You could have designed state of the art positional encoding

(fleetwood.dev)

216 points Philpax | 2 comments | 17 Nov 24 20:31 UTC | HN request time: 0.391s | source

Show context

valine ◴[18 Nov 24 01:45 UTC] No.42169009[source]▶

One of the things I really love about rope is that it allows for a lot of interesting encoding schemes at inference time without model retraining. I’ve had a lot of fun playing with different relative positions. You can elicit a lot of interesting behaviors from the model when you use different rotations for keys vs queries, they don’t always have to match.

For example exact position doesn’t matter too much when tokens are spaced out. Let’s say you use token position 100 for your query, you can shift all the keys around position 100, and the further they are back in the context the more freedom you have to play with the value.
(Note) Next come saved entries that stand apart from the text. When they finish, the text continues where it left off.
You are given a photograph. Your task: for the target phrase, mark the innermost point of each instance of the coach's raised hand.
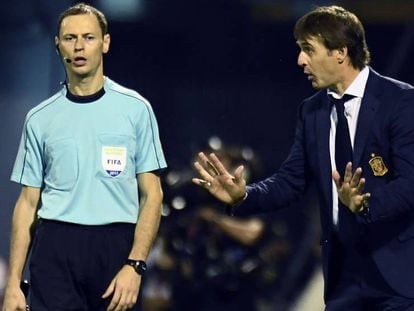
(213, 176)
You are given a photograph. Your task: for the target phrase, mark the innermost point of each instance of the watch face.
(139, 265)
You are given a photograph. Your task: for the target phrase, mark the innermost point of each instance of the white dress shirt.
(352, 106)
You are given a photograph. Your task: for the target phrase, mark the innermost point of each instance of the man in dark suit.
(355, 140)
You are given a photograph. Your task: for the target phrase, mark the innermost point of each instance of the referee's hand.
(14, 299)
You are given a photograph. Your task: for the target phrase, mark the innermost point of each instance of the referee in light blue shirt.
(88, 163)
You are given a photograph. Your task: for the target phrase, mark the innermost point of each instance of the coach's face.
(81, 41)
(322, 66)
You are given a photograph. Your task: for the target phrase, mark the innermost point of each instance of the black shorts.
(72, 265)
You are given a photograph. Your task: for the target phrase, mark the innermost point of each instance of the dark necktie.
(343, 155)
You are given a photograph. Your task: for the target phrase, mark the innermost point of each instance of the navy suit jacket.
(385, 128)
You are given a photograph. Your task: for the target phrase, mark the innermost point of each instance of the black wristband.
(139, 265)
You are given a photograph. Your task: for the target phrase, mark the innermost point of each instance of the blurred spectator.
(206, 260)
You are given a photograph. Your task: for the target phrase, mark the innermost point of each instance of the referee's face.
(81, 44)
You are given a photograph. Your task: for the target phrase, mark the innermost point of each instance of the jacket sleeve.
(396, 197)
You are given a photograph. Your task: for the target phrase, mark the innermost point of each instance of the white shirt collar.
(357, 87)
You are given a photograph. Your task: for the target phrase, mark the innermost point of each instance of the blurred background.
(221, 75)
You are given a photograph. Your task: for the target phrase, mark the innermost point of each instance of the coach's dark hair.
(82, 9)
(336, 28)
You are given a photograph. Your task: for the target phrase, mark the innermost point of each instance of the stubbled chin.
(315, 85)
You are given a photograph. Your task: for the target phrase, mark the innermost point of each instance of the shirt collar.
(357, 87)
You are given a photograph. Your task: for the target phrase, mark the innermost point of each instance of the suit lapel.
(369, 106)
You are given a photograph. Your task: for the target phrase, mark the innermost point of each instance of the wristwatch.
(139, 265)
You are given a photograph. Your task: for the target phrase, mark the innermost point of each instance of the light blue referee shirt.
(85, 152)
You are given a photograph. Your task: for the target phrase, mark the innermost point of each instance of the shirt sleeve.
(28, 168)
(149, 155)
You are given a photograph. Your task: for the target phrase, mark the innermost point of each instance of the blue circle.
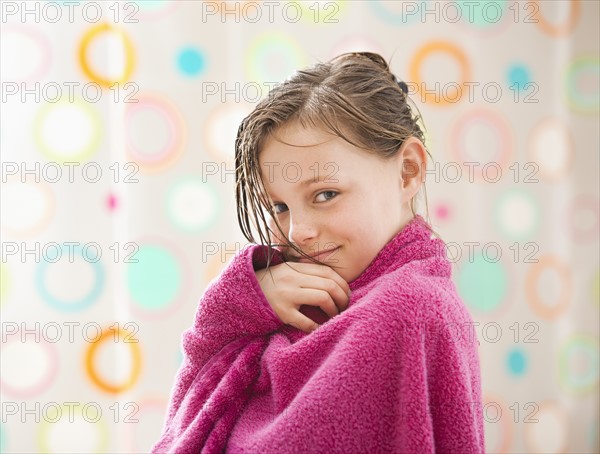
(518, 75)
(190, 61)
(517, 362)
(70, 306)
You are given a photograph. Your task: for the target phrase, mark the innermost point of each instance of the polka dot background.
(118, 206)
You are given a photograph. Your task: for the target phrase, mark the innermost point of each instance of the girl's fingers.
(322, 271)
(302, 322)
(321, 298)
(337, 295)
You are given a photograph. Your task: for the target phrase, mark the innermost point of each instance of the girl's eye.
(279, 205)
(328, 192)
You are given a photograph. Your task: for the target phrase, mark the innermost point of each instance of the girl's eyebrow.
(317, 180)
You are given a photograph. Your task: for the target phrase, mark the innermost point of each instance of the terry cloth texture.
(396, 372)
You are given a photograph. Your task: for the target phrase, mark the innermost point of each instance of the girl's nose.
(302, 231)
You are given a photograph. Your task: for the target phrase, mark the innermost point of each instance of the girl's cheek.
(275, 234)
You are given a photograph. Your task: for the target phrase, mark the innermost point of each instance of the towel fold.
(396, 372)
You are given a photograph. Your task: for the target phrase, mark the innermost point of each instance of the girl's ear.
(412, 159)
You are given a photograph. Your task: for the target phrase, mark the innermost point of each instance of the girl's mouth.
(321, 256)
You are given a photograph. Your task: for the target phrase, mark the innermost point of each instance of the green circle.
(568, 379)
(155, 280)
(269, 44)
(482, 284)
(585, 103)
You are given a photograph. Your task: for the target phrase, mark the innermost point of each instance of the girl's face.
(330, 195)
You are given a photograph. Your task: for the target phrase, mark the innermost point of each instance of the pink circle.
(174, 146)
(497, 123)
(33, 391)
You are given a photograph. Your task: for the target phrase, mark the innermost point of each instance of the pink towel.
(396, 372)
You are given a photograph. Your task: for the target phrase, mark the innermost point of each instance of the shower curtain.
(117, 208)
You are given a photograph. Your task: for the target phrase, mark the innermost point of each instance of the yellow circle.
(92, 34)
(425, 52)
(135, 368)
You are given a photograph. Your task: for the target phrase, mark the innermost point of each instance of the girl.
(344, 333)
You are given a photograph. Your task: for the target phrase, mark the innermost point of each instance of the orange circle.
(531, 290)
(95, 377)
(89, 36)
(445, 47)
(557, 30)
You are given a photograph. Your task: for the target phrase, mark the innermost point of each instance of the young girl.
(344, 333)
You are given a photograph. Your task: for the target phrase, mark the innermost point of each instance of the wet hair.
(354, 96)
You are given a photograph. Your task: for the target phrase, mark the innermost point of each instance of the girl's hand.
(289, 285)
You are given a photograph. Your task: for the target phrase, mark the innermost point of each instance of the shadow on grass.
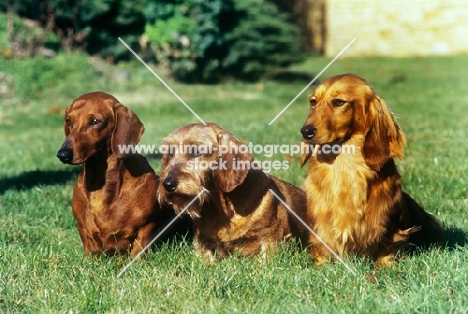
(455, 237)
(30, 179)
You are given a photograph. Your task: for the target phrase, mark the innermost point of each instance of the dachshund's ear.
(128, 129)
(384, 139)
(234, 163)
(66, 122)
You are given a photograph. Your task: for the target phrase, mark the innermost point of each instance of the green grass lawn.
(42, 264)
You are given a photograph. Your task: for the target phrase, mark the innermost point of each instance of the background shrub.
(92, 25)
(206, 40)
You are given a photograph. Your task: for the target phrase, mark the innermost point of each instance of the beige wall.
(396, 27)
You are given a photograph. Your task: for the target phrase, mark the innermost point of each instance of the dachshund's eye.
(94, 122)
(338, 102)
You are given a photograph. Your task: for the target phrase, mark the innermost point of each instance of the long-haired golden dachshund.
(235, 213)
(115, 198)
(354, 196)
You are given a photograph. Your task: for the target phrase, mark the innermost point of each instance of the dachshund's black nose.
(170, 184)
(308, 131)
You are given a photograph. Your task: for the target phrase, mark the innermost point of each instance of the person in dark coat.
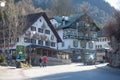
(40, 61)
(44, 60)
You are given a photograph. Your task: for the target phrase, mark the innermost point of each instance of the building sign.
(20, 51)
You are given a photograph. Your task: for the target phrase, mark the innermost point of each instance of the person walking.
(44, 60)
(40, 61)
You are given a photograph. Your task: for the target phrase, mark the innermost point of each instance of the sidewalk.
(108, 68)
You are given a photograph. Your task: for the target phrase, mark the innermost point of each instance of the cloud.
(114, 3)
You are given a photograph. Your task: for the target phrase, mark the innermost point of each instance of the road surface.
(62, 72)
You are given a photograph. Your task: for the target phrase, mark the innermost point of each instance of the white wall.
(38, 24)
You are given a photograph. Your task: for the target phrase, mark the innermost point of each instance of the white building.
(78, 34)
(39, 31)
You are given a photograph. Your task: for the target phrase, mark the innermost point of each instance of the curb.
(108, 68)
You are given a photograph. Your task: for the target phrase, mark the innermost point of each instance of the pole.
(2, 4)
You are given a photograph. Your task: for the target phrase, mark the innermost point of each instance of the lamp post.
(2, 4)
(30, 37)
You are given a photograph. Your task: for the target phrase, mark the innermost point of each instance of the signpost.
(20, 50)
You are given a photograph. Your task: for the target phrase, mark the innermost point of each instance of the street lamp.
(2, 4)
(30, 37)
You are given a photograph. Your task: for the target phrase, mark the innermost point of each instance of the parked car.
(89, 59)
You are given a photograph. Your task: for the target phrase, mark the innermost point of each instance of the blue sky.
(114, 3)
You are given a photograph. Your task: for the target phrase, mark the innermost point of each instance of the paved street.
(63, 72)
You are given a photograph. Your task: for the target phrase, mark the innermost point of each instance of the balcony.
(84, 38)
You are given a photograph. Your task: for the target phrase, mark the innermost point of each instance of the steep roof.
(31, 18)
(73, 19)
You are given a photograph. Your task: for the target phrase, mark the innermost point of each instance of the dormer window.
(47, 31)
(33, 28)
(40, 20)
(40, 30)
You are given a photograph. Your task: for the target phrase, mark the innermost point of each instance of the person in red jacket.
(44, 60)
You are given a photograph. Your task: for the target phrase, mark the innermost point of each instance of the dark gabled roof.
(68, 22)
(73, 19)
(31, 18)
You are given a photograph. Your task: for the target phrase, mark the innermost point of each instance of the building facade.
(39, 37)
(78, 34)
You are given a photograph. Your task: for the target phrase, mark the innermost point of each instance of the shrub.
(2, 58)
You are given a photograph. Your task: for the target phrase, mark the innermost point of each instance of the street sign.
(20, 51)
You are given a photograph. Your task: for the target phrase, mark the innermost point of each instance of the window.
(63, 44)
(47, 31)
(40, 42)
(40, 30)
(90, 45)
(75, 43)
(40, 20)
(17, 39)
(27, 40)
(33, 28)
(33, 41)
(1, 41)
(53, 44)
(47, 43)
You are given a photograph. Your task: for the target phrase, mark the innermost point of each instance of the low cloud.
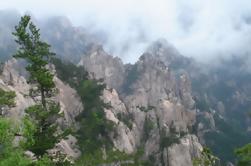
(203, 29)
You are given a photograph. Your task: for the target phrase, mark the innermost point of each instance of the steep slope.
(13, 79)
(153, 109)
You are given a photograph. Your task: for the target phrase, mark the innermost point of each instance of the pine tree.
(37, 53)
(41, 129)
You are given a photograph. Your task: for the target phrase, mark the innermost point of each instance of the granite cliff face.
(13, 78)
(151, 105)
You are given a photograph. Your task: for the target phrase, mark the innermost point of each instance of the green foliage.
(40, 128)
(206, 159)
(36, 53)
(14, 157)
(244, 155)
(6, 132)
(7, 98)
(225, 140)
(10, 155)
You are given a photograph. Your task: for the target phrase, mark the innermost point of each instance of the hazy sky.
(198, 28)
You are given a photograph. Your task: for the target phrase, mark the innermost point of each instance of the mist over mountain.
(187, 85)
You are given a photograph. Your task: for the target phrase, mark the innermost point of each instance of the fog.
(203, 29)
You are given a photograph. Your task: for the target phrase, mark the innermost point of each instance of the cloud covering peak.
(199, 28)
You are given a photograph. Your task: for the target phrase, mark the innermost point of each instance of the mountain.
(161, 110)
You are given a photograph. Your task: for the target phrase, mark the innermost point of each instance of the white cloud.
(199, 28)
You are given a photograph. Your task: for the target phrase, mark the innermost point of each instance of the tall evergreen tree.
(37, 53)
(41, 129)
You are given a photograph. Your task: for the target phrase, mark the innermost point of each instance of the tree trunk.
(43, 97)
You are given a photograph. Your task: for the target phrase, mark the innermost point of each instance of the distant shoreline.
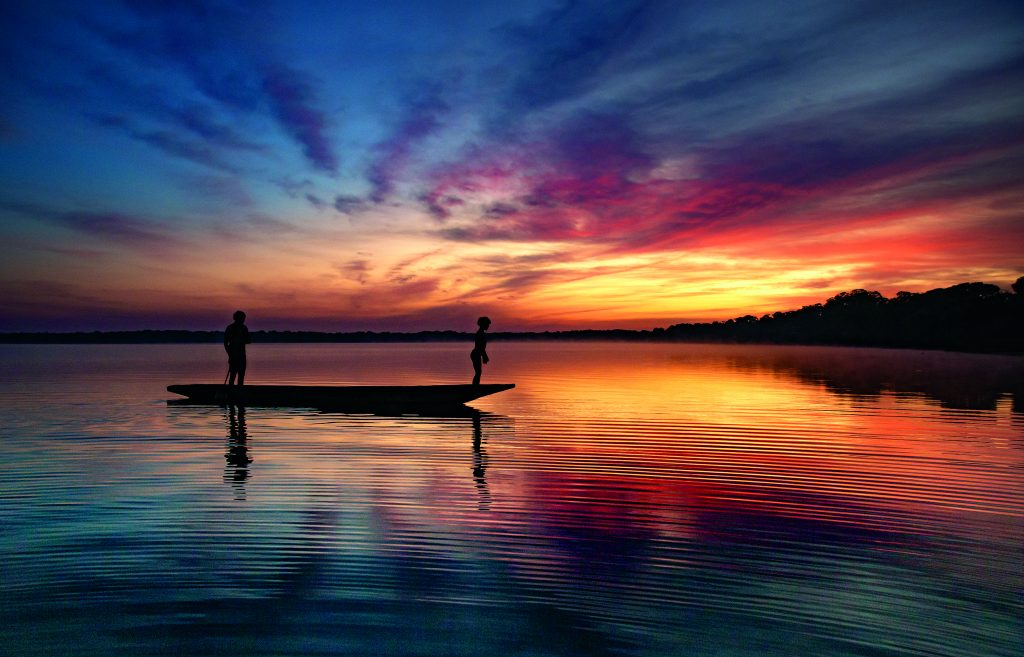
(306, 337)
(973, 317)
(171, 337)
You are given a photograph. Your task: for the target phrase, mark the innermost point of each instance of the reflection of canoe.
(355, 397)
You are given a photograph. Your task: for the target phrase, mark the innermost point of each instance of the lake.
(623, 499)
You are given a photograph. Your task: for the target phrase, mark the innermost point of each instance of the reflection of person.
(480, 464)
(479, 353)
(238, 458)
(236, 339)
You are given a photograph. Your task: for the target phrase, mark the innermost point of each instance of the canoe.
(342, 397)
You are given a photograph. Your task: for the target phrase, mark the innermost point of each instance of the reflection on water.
(237, 457)
(626, 499)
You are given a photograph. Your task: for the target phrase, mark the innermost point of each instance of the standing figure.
(236, 339)
(479, 353)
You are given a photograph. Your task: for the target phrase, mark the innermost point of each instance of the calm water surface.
(624, 499)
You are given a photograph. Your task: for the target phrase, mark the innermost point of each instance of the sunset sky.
(403, 166)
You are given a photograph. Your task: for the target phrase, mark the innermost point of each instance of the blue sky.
(402, 166)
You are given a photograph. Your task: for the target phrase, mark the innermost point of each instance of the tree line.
(970, 316)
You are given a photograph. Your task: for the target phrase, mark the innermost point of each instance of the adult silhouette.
(236, 339)
(479, 353)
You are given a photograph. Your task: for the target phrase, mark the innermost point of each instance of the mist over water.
(623, 499)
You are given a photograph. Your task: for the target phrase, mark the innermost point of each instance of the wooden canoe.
(341, 397)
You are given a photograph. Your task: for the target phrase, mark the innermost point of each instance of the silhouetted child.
(479, 353)
(236, 339)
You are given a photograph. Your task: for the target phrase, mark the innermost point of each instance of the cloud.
(347, 204)
(216, 48)
(315, 201)
(114, 227)
(292, 99)
(424, 116)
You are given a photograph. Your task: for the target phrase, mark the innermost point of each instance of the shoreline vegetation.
(970, 316)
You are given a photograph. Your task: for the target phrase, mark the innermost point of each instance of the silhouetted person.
(236, 339)
(479, 353)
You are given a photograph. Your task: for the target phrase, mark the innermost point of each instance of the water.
(624, 499)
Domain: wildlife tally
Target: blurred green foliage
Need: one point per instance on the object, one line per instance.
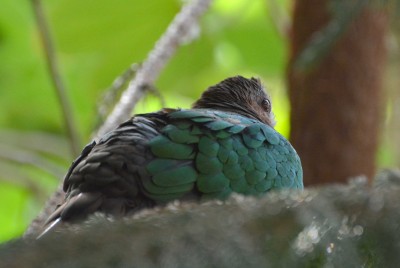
(95, 42)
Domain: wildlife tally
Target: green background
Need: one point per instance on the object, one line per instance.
(96, 40)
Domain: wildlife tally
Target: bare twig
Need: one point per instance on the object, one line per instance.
(56, 77)
(176, 34)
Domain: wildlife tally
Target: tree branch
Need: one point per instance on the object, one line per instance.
(56, 77)
(176, 34)
(180, 31)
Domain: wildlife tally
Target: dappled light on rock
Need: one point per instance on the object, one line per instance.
(333, 226)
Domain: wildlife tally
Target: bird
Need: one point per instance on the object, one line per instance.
(225, 143)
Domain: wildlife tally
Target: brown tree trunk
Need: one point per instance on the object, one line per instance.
(336, 107)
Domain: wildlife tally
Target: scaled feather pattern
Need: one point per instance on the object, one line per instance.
(226, 143)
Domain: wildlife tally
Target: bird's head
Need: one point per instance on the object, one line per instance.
(239, 95)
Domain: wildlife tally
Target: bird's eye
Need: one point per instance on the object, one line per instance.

replies(2): >>42171938 #>>42175164 #

1. zackangelo ◴[18 Nov 24 18:13 UTC] No.42175164[source]▶

>>42169009 #

I'm surprised this is the case! I've been working on a rope implementation for my own project (needed to account for padding in unique situations) and even an off by one error usually causes the model to produce non-sensical output.

replies(1): >>42175269 #

2. valine ◴[18 Nov 24 18:21 UTC] No.42175269[source]▶

>>42175164 (TP) #

You have to be careful to keep the relative positions for adjacent and nearby tokens intact. The relative positions of distant tokens are less brittle.

↑